Первый курс химиотерапии Рая выдержала хорошо. Она у меня храбрая. Прекрасно понимала страшный поворот своей (нашей!) жизни. Но – никаких слез, ни единого жалобного слова.
По окончании первого курса инъекций Ровный дал Рае двухнедельную передышку. Я привез ее из больницы домой.
И вот моя лепокудрая (вспомнилось из «Илиады») женушка сидит в своем кресле в гостиной и слушает по радио «Симфонические этюды» Шумана, – их божественно играет Элисо Вирсаладзе. А я готовлю обед. Собственно, его приготовила Лиза. Куриный бульон, куриные котлеты и пюре. Она, Лиза, как только Рая легла в больницу, взяла на себя заботу о моем пропитании. Я покупаю продукты по ее списку, и она готовит. Лиза-Скорая-Помощь – так я ее называю. У Раи в больнице питание, как она говорит, пристойное. Я приношу ей фрукты, соки, паюсную икру принес (Люся где-то достала), – химиотерапия требует хорошего питания.
Райка слушает Шумана и с улыбкой поглядывает, как я накрываю на стол.

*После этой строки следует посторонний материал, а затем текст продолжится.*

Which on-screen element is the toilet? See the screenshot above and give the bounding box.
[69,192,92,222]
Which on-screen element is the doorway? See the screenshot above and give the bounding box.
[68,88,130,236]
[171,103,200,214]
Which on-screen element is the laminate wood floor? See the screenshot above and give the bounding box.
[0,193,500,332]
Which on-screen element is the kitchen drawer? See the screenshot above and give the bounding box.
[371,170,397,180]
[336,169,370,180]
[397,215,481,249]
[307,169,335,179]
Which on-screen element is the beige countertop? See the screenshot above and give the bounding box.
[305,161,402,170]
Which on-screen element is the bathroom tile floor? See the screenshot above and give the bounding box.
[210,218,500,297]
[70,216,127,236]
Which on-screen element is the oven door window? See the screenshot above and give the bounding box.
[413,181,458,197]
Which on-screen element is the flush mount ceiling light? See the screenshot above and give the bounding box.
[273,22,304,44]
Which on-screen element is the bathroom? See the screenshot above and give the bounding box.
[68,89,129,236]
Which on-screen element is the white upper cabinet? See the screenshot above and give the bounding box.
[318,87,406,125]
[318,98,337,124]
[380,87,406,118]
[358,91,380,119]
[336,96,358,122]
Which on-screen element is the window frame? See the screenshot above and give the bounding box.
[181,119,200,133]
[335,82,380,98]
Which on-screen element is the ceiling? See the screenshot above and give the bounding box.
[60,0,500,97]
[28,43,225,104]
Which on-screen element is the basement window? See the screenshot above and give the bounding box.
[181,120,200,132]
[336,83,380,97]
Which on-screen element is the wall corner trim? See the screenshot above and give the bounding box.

– Вот, выпей. – Я даю ей чашку с коричневой жидкостью.
– Что это?
– Чага. Мариан Никитич рекомендовал.
«Чага, марьин корень, бадан, – это можно, – сказал Ровный. – Не повредит. Может дать психологический эффект».
Чага – в сущности, твердый кусок дерева, я с трудом натер его теркой, а Лиза сделала настойку.
– Уф, – вздыхает Райка, сделав глоток. – Как вкусно. Сок, выжатый из старой табуретки.
– Пей, пей. Чага полезна. Это любимый напиток адмирала Чичагова.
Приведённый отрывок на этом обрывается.